Natural language throws up some interesting computational challenges. We’ve explored many of these in the preceding chapters, including tokenization, tagging, classification, information extraction, and building syntactic and semantic representations. You should now be equipped to work with large datasets, to create robust models of linguistic phenomena, and to extend them into components for practical language technologies. We hope that the Natural Language Toolkit (NLTK) has served to open up the exciting endeavor of practical natural language processing to a broader audience than before.
This excerpt is from Natural Language Processing with Python. You'll learn how to write Python programs to analyze the structure and meaning of texts, drawing on techniques from the fields of linguistics and artificial intelligence.
In spite of all that has come before, language presents us with far more than a temporary challenge for computation. Consider the following sentences which attest to the riches of language:
Overhead the day drives level and grey, hiding the sun by a flight of grey spears. (William Faulkner, As I Lay Dying, 1935)
When using the toaster please ensure that the exhaust fan is turned on. (sign in dormitory kitchen)
Amiodarone weakly inhibited CYP2C9, CYP2D6, and CYP3A4-mediated activities with Ki values of 45.1-271.6 μM (Medline, PMID: 10718780)
Iraqi Head Seeks Arms (spoof news headline)
The earnest prayer of a righteous man has great power and wonderful results. (James 5:16b)
Twas brillig, and the slithy toves did gyre and gimble in the wabe (Lewis Carroll, Jabberwocky, 1872)
There are two ways to do this, AFAIK :smile: (Internet discussion archive)
Other evidence for the riches of language is the vast array of disciplines whose work centers on language. Some obvious disciplines include translation, literary criticism, philosophy, anthropology, and psychology. Many less obvious disciplines investigate language use, including law, hermeneutics, forensics, telephony, pedagogy, archaeology, cryptanalysis, and speech pathology. Each applies distinct methodologies to gather observations, develop theories, and test hypotheses.

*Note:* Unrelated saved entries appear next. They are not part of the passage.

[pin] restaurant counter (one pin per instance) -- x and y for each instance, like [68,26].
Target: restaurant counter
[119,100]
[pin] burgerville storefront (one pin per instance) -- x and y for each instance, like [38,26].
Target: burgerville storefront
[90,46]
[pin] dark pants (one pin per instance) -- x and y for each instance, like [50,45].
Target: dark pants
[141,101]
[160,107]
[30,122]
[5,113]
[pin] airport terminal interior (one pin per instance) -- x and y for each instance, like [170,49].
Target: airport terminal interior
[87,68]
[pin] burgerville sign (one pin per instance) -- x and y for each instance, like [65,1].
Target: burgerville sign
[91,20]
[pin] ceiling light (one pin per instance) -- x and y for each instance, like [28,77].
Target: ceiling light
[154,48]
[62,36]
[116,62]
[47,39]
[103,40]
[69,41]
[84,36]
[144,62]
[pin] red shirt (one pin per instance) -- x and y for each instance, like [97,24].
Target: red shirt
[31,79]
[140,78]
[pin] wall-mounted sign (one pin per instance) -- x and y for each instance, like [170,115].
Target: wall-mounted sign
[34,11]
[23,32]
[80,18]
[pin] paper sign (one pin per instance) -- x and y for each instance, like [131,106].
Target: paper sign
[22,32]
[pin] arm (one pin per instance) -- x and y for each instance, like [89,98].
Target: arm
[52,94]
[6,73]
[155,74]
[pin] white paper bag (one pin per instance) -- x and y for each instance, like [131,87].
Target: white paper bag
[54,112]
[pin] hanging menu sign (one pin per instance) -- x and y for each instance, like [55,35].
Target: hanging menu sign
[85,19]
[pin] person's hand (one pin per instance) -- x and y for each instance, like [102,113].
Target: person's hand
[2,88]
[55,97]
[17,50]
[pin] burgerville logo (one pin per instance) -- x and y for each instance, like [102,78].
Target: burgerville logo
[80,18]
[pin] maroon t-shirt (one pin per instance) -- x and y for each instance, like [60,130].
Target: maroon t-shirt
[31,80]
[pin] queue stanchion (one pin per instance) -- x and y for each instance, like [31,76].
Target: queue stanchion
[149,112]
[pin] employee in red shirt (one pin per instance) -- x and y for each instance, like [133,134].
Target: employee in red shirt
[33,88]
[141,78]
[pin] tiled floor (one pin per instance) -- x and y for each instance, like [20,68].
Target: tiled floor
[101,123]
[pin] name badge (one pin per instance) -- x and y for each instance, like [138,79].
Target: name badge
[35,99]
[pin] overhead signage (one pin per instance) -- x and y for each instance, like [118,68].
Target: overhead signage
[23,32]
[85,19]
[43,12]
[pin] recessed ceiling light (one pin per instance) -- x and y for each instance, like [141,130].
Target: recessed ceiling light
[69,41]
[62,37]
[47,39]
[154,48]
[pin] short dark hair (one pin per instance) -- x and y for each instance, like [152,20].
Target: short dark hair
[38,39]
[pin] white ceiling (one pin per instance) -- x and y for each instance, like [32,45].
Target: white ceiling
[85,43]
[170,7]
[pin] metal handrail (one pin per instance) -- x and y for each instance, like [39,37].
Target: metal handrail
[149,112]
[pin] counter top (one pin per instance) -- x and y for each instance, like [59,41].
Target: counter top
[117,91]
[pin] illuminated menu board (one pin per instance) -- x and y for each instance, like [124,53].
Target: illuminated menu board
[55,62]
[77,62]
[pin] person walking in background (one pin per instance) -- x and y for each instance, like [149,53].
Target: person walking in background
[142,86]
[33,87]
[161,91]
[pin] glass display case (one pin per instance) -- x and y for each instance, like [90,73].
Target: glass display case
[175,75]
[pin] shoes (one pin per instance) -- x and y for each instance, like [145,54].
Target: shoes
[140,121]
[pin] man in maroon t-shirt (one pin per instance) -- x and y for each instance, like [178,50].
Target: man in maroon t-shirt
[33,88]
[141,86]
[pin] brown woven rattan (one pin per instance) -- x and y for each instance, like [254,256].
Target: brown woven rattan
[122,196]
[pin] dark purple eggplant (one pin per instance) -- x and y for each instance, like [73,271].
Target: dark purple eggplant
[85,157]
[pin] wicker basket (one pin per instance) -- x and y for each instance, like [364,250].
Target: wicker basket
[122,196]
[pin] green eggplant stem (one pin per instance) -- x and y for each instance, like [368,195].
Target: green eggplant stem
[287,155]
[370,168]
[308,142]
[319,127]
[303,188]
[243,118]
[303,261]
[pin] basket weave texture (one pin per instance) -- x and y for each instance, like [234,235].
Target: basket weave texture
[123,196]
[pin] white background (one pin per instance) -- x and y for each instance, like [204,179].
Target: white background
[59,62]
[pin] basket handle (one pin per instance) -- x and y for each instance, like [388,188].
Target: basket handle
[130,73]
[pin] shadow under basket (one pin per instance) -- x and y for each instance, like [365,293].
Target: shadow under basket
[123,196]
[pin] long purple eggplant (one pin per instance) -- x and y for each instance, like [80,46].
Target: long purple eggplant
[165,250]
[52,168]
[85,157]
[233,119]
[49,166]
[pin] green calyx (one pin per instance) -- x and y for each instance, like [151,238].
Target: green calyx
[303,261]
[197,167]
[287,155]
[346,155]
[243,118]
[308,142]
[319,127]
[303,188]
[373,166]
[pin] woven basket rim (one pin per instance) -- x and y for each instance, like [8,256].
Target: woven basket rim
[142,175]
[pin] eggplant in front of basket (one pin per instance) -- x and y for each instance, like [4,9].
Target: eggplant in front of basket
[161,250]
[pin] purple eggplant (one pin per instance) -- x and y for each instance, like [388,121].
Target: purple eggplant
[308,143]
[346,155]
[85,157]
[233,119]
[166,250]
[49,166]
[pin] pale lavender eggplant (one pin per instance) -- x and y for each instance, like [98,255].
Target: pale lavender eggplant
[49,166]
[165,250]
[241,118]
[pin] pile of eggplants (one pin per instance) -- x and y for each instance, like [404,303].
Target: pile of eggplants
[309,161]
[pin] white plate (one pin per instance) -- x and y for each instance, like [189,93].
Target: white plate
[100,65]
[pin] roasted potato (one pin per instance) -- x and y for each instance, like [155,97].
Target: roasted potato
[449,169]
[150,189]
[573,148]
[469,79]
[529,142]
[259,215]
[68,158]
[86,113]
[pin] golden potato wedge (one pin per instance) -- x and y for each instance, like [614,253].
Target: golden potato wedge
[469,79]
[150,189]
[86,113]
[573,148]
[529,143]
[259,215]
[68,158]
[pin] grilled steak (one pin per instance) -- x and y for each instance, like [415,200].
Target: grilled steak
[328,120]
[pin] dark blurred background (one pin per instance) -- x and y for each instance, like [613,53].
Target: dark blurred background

All serve to deepen our understanding of language and of the intellect that is manifested in language.
In view of the complexity of language and the broad range of interest in studying it from different angles, it’s clear that we have barely scratched the surface here. Additionally, within NLP itself, there are many important methods and applications that we haven’t mentioned.
In our closing remarks we will take a broader view of NLP, including its foundations and the further directions you might want to explore. Some of the topics are not well supported by NLTK, and you might like to rectify that problem by contributing new software and data to the toolkit.
The very notion that natural language could be treated in a computational manner grew out of a research program, dating back to the early 1900s, to reconstruct mathematical reasoning using logic, most clearly manifested in work by Frege, Russell, Wittgenstein, Tarski, Lambek, and Carnap. This work led to the notion of language as a formal system amenable to automatic processing. Three later developments laid the foundation for natural language processing. The first was formal language theory. This defined a language as a set of strings accepted by a class of automata, such as context-free languages and pushdown automata, and provided the underpinnings for computational syntax.
The second development was symbolic logic. This provided a formal method for capturing selected aspects of natural language that are relevant for expressing logical proofs. A formal calculus in symbolic logic provides the syntax of a language, together with rules of inference and, possibly, rules of interpretation in a set-theoretic model; examples are propositional logic and first-order logic. Given such a calculus, with a well-defined syntax and semantics, it becomes possible to associate meanings with expressions of natural language by translating them into expressions of the formal calculus. For example, if we translate John saw Mary into a formula saw(j, m), we (implicitly or explicitly) interpret the English verb saw as a binary relation, and John and Mary as denoting individuals. More general statements like All birds fly require quantifiers, in this case ∀, meaning for all: ∀x (bird(x) → fly(x)). This use of logic provided the technical machinery to perform inferences that are an important part of language understanding.
A closely related development was the principle of compositionality, namely that the meaning of a complex expression is composed from the meaning of its parts and their mode of combination (Chapter 10, Analyzing the Meaning of Sentences). This principle provided a useful correspondence between syntax and semantics, namely that the meaning of a complex expression could be computed recursively. Consider the sentence It is not true that p, where p is a proposition. We can represent the meaning of this sentence as not(p). Similarly, we can represent the meaning of John saw Mary as saw(j, m). Now we can compute the interpretation of It is not true that John saw Mary recursively, using the foregoing information, to get not(saw(j,m)).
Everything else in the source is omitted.